Ghosn has been indicted on charges that he underreported his remuneration by some ¥9 billion over eight years in the automaker’s annual financial reports and transferred some ¥1.8 billion in private investment losses to Nissan. He is also accused of misappropriating company money for personal use by having a Nissan subsidiary pay some ¥1.7 billion to a distributor in Oman, and siphoning off about ¥560 million from that amount and sending it to a Lebanese investment firm that he effectively controlled.
Since he has denied any wrongdoing, these charges will be contested in the trial. It will now be up to the court to determine whether Ghosn — who until his arrest last November led Nissan for 20 years after saving the major carmaker from the brink of collapse and headed the international auto alliance involving Mitsubishi Motors Corp. and France’s Renault SA — engaged in the alleged wrongdoing. If so, it will have to determine how and why he did these things and how Nissan — which is also under indictment over the underreporting of Ghosn’s executive pay — allowed its former charismatic leader to engage in the suspected acts for so long.
Ghosn’s trial will also be the first case in which the charges established by prosecutors based on a plea bargain will be contested in court. The plea bargain system, introduced in Japan last June as a new tool for investigators to collect evidence, allows a suspect to strike a deal with prosecutors to cooperate with the investigation on an alleged accomplice in exchange for leniency or having his or her case dropped. In the investigation into Ghosn’s case, two former close aides to the accused reportedly reached a plea bargain with the special investigation squad of the Tokyo District Public Prosecutor’s Office, and Nissan itself is believed to have fully cooperated with the prosecutors in the probe.
In its talks so far with the prosecutors and Ghosn’s defense team, the Tokyo District Court reportedly said that it intends to make a careful judgment on the credibility of the testimony of witnesses who agreed to the plea bargain. It is likely that in court Ghosn’s defense will challenge the objectivity of the testimonies of the former aides to the ex-chairman, who are said to have been persuaded by Nissan’s top management to enter a plea deal with the prosecutors. The trial should serve as a first real test of plea bargaining in Japan’s criminal justice system.
As the arrest of the top leader of the Renault-Nissan-Mitsubishi Motors alliance drew strong international attention, overseas media and experts highlighted what was widely criticized as “hostage justice” in which criminal suspects are placed under an extended detention, denied the presence of a lawyer during interrogations and often denied bail unless they have confessed to the charges. Following his arrest, Ghosn was placed under detention for 108 days until his release in March on bail of ¥1 billion — before he was arrested again in early April on a fresh warrant on the allegation of misappropriating the company funds paid to the Oman distributor — and was released late last month for the second time on a ¥500 million bail.

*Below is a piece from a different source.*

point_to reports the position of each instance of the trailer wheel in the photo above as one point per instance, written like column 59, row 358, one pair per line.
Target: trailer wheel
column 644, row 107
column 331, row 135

Whether or not its decision has been influenced by overseas criticism of the various practices in the Japanese criminal justice system, the Tokyo District Court in this case repeatedly turned down the prosecutors’ calls for extending Ghosn’s detention. Its decision to grant bail the first time was made even as the former Nissan chairman continued to deny the charges — although it was accompanied by conditions that restricted his use of personal computers and installed video monitors at the gate of his residence. When he was released on bail for the second time in late April, the court recognized the risk of Ghosn destroying evidence but reportedly put priority on averting a disadvantage on the part of the accused of not being able to sufficiently prepare for the trial due to protracted detention.
The Criminal Procedure Law stipulates that aside from considering the risk of escape or destruction of evidence, the court can grant bail to suspects or the accused in view of disadvantages in terms of their health, social life or defense. Whether these decisions by the court reflect the changes in its policy or made as an exception in response to the criticism against “hostage justice” needs to be closely watched.